Mark estaba a cierta distancia de la escalera del otro lado y, cuando llegó a ella, el monje ya había acabado de bajar. Lo oí correr bajo mis pies, arrimado al muro, de forma que era imposible verlo. Bajé las escaleras tan rápido como pude y llegué a la nave al tiempo que Mark aparecía en el otro extremo del cancel. En la distancia, la puerta de la iglesia se cerró con un fuerte golpe.
– ¡Estaba en lo alto del cancel, entre las estatuas! -le grité a Mark-. ¿Lo has reconocido? Ha desaparecido en un abrir y cerrar de ojos.
– No, señor, cuando he llegado a vuestra altura, él ya estaba abajo -contestó Mark alzando la vista hacia el cancel-. Debe de haberse deslizado entre las estatuas mientras subíamos. Hace falta tener sangre fría para quedarse ahí quieto, sin barandilla ni sitio al que agarrarse.
– Confiando en que, como buenos reformistas, evitaríamos mirar las estatuas. Nos ha burlado.
Examiné la daga, que había recogido del suelo de la galería. Era un arma de acero, puntiaguda y sin adornos. No nos proporcionaba ninguna pista. Pegué un puñetazo en el muro y sentí que una descarga de dolor me recorría el brazo.
– Pero, señor, ¿y Gabriel?
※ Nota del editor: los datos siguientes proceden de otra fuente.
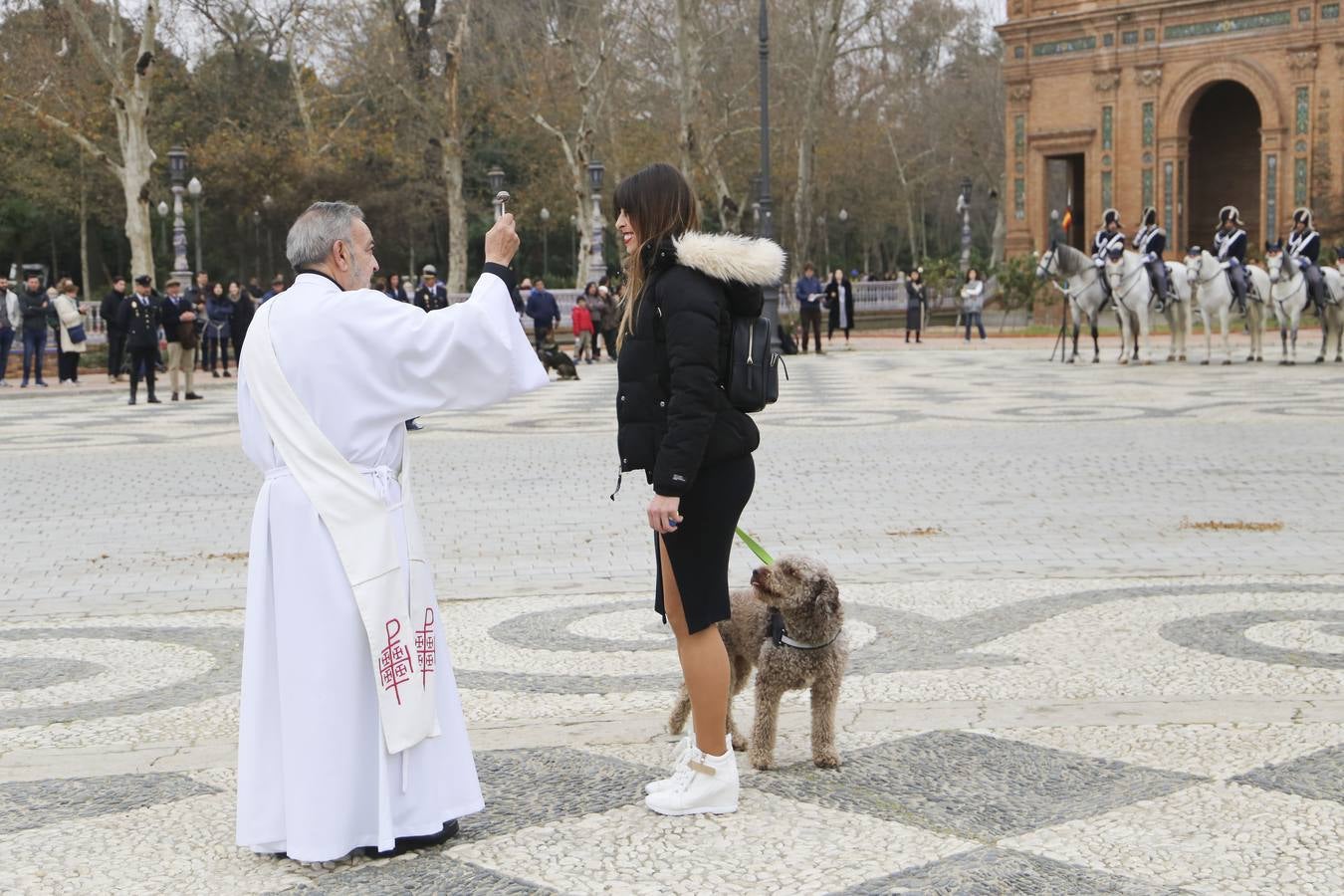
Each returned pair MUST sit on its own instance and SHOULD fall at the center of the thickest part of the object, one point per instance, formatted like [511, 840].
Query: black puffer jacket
[672, 412]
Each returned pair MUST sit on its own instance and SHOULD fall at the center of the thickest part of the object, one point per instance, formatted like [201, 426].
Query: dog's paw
[826, 761]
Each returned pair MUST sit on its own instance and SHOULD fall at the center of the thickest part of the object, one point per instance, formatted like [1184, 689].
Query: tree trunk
[452, 165]
[85, 281]
[1001, 234]
[453, 148]
[686, 66]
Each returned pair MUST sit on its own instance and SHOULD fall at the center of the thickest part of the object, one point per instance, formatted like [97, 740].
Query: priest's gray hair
[316, 231]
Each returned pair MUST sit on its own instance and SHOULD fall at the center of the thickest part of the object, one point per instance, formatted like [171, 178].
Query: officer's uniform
[1151, 242]
[1305, 249]
[140, 319]
[1105, 242]
[1230, 246]
[432, 299]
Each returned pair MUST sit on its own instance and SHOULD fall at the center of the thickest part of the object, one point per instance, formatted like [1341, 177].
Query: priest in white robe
[351, 734]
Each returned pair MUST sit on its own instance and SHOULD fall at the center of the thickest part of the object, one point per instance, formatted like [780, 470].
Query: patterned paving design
[1056, 684]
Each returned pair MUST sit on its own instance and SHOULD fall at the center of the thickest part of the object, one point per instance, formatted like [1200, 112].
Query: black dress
[914, 304]
[678, 425]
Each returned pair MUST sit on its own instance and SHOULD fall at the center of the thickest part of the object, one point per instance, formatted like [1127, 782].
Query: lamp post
[597, 258]
[177, 179]
[163, 233]
[772, 293]
[964, 207]
[546, 254]
[257, 242]
[195, 189]
[844, 238]
[495, 176]
[268, 203]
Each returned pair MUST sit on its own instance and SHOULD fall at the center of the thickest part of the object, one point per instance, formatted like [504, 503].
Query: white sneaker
[705, 784]
[683, 753]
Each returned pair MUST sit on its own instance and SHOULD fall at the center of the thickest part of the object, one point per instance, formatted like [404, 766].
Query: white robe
[315, 778]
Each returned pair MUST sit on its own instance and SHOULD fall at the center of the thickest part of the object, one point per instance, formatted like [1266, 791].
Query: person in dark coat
[917, 300]
[33, 307]
[219, 318]
[244, 311]
[138, 320]
[675, 422]
[840, 304]
[111, 314]
[544, 311]
[432, 296]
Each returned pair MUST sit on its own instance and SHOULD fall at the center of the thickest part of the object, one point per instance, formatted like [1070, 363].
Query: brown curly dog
[808, 599]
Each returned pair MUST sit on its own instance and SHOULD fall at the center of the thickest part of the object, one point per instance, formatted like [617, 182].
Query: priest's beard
[359, 276]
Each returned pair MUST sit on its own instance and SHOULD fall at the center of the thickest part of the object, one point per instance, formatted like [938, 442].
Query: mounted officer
[1151, 242]
[1230, 246]
[1108, 241]
[1304, 246]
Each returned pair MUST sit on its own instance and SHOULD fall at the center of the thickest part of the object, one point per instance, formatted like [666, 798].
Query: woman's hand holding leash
[664, 515]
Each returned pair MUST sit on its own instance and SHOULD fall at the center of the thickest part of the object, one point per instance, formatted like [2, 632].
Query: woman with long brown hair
[678, 425]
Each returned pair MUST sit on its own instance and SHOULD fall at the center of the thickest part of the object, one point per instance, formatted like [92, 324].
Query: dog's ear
[826, 596]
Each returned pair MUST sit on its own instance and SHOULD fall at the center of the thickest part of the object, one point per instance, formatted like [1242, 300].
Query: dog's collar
[780, 634]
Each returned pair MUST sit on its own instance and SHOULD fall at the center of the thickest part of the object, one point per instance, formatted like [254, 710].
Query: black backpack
[752, 377]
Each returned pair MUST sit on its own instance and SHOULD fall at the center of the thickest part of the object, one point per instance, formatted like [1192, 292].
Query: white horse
[1332, 324]
[1213, 296]
[1082, 287]
[1289, 297]
[1133, 293]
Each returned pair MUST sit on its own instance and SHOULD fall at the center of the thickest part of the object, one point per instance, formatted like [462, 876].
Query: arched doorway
[1225, 161]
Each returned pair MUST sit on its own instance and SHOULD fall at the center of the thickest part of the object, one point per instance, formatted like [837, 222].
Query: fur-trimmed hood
[730, 258]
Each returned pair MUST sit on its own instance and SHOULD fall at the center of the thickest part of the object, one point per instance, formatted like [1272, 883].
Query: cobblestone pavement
[1095, 615]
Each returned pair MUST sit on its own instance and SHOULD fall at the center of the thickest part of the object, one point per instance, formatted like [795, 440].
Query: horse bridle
[1300, 276]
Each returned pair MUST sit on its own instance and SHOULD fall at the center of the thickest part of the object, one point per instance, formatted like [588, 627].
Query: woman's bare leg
[705, 665]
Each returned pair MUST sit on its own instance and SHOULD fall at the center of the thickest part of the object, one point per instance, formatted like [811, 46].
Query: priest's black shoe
[406, 844]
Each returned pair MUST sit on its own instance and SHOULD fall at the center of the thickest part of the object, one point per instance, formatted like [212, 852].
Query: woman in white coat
[73, 340]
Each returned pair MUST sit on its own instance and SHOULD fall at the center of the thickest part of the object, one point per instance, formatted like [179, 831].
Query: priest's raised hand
[341, 635]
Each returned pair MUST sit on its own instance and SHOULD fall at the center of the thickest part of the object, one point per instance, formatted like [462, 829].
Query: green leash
[756, 549]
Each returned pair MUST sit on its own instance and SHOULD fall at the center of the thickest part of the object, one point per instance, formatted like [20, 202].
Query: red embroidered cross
[394, 662]
[425, 645]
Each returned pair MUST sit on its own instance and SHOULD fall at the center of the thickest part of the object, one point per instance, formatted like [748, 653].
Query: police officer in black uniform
[1151, 242]
[1230, 247]
[1106, 241]
[432, 296]
[1304, 246]
[138, 322]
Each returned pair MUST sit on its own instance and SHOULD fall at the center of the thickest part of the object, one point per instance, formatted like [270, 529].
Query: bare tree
[129, 80]
[436, 72]
[583, 35]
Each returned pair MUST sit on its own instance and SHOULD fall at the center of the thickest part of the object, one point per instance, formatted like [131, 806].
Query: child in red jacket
[582, 319]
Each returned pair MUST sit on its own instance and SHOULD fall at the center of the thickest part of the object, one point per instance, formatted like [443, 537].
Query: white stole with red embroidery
[395, 606]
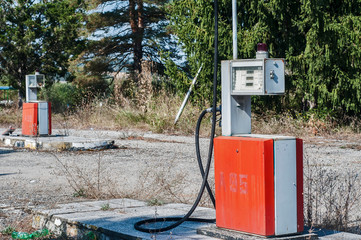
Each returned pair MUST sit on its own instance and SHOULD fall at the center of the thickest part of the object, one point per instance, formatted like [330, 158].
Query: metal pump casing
[242, 78]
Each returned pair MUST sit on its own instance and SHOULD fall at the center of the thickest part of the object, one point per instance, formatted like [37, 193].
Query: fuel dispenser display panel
[250, 78]
[254, 76]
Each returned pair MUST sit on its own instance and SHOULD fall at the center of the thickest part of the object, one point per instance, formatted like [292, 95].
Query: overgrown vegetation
[331, 196]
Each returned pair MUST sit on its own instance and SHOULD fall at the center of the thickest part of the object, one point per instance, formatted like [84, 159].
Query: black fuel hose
[138, 225]
[199, 158]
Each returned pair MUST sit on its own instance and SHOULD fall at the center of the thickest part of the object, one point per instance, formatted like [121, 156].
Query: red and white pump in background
[258, 178]
[36, 114]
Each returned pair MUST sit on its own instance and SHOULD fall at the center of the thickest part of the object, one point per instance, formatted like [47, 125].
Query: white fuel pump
[258, 178]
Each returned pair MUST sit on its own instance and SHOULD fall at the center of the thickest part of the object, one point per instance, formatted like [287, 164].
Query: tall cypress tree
[319, 39]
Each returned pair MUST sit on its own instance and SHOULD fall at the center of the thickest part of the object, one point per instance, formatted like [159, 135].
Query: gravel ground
[146, 166]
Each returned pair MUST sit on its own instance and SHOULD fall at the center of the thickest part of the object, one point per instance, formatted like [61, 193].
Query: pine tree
[126, 32]
[40, 35]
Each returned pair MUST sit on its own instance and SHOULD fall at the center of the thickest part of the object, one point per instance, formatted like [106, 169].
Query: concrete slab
[115, 219]
[117, 222]
[55, 143]
[234, 235]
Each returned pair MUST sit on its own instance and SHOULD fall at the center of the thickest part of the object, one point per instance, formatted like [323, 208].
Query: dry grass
[331, 197]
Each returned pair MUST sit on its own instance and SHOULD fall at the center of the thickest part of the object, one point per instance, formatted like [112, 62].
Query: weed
[8, 230]
[105, 207]
[80, 193]
[91, 181]
[155, 202]
[330, 196]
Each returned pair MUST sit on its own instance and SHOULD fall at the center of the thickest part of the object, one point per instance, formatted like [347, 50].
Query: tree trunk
[136, 20]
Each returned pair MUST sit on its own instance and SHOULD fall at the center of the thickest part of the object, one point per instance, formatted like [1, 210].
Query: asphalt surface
[145, 166]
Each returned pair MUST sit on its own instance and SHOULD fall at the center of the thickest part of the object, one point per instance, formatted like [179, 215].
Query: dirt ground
[151, 167]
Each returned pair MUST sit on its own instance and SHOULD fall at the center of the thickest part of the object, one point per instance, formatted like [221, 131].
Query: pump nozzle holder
[262, 51]
[262, 47]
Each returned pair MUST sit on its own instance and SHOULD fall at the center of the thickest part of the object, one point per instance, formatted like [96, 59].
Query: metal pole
[187, 95]
[234, 27]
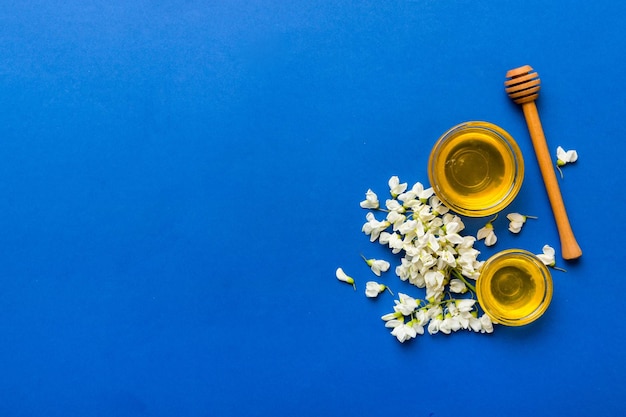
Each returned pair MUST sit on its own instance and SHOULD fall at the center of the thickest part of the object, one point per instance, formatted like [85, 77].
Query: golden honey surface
[514, 288]
[476, 169]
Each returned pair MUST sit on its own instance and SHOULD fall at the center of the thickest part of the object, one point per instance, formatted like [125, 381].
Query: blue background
[179, 181]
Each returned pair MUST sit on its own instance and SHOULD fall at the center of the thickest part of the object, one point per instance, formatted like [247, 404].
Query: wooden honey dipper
[522, 85]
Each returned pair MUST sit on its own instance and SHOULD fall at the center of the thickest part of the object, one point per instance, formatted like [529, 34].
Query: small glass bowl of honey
[476, 169]
[514, 287]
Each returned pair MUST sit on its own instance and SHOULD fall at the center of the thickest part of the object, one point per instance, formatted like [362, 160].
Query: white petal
[483, 232]
[516, 217]
[491, 239]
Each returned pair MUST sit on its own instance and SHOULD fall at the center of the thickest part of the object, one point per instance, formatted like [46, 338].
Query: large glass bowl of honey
[514, 287]
[476, 169]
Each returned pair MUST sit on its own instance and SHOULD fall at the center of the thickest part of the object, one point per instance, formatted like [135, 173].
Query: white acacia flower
[393, 316]
[488, 234]
[435, 324]
[547, 257]
[449, 324]
[465, 305]
[406, 305]
[377, 265]
[457, 286]
[565, 157]
[486, 325]
[374, 227]
[395, 188]
[342, 276]
[517, 221]
[393, 240]
[417, 193]
[404, 332]
[371, 200]
[373, 288]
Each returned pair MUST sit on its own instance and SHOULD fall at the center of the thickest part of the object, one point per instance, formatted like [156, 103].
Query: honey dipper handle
[569, 247]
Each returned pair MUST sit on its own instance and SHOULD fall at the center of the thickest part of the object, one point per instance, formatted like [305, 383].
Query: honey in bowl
[514, 287]
[476, 169]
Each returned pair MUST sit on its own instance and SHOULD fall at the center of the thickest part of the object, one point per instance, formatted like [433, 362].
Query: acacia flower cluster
[564, 157]
[435, 256]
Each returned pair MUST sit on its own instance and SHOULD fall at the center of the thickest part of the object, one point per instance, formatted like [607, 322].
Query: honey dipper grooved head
[522, 84]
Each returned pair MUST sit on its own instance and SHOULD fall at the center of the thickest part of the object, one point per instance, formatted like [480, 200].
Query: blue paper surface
[180, 180]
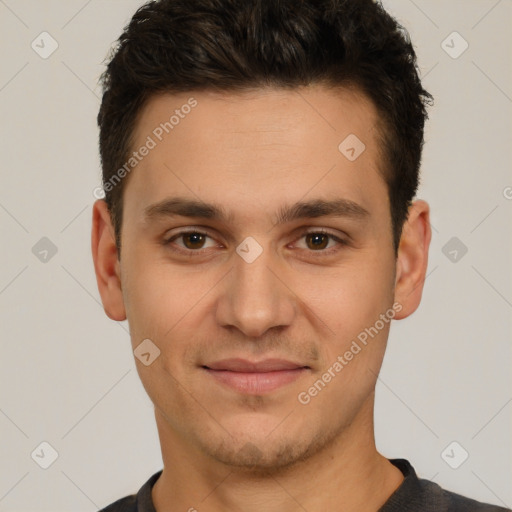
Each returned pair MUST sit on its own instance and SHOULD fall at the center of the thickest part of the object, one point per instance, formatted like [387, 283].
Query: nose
[255, 297]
Después de todo, ¿no creíais que era el asesino? ¿Qué visteis en el suelo del pasadizo?
– Estaba equivocado -respondí tras una vacilación-. Completamente equivocado. No tenía nada que ocultar. Y ahora alguien más ha muerto por mi culpa. A pesar de mis oraciones -murmuré mirando colérico hacia el techo-. Pero juro que será el último.